Self-healing properties of nanocrystalline materials: a first-principles analysis of the role of grain boundaries
Abstract
Understanding the self-healing mechanisms of defects in nanocrystalline materials is of particular importance for developing structural materials that can support the extended lifetime of components under extremely hostile conditions in nuclear reactors. Since grain boundaries are prevalent in nanocrystalline materials, they must affect, to some extent, the overall self-healing properties and the resultant mechanical responses.
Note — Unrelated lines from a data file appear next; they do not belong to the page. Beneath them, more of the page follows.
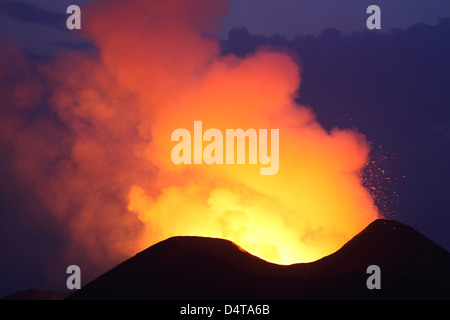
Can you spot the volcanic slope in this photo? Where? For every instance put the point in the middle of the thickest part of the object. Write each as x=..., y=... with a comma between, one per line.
x=412, y=267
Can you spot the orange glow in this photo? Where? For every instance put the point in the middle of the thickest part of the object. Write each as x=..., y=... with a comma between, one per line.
x=158, y=68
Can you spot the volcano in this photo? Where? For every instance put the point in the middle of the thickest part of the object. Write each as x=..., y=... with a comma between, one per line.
x=412, y=267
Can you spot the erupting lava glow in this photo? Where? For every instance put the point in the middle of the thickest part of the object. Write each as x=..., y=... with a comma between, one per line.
x=158, y=68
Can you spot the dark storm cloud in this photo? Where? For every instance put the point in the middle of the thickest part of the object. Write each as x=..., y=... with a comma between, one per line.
x=394, y=87
x=27, y=12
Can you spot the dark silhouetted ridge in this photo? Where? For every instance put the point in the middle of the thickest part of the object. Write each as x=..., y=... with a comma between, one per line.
x=412, y=266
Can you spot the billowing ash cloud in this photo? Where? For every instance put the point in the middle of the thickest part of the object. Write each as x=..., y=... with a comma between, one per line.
x=100, y=160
In the present work, first principles calculations are carried out to investigate the energetic landscape of point defects (i.e. self-interstitials, He-interstitials, and vacancies) induced by the irradiation damage and the kinetics of the self-healing process in the vicinity of grain boundaries (GBs) in copper, focusing on six symmetric tilt grain boundaries that vary in their energies. Our results indicate that the interaction of vacancies with the self-interstitial- and He-interstitial-loaded GBs is very sensitive to the GB character. Low-energy GBs are generally accompanied by a higher propensity for self-healing behavior, in which the inter-granular interstitials and intra-granular vacancies recombine with each other. The recombination process is proved to be regulated by two mechanisms: the interstitial emission mechanism and the vacancy mediated mechanism. For low-energy GBs, the former mechanism demonstrates its efficiency in describing the atomic motion, while for the high-energy ones, the latter turns out to be superior. With the aid of these mechanisms, we conclude that low-energy GBs are comparatively more radiation-resistant than the high-energy counterparts, which may shed light on the rational design of high-performance structural materials based on nanocrystalline alloys.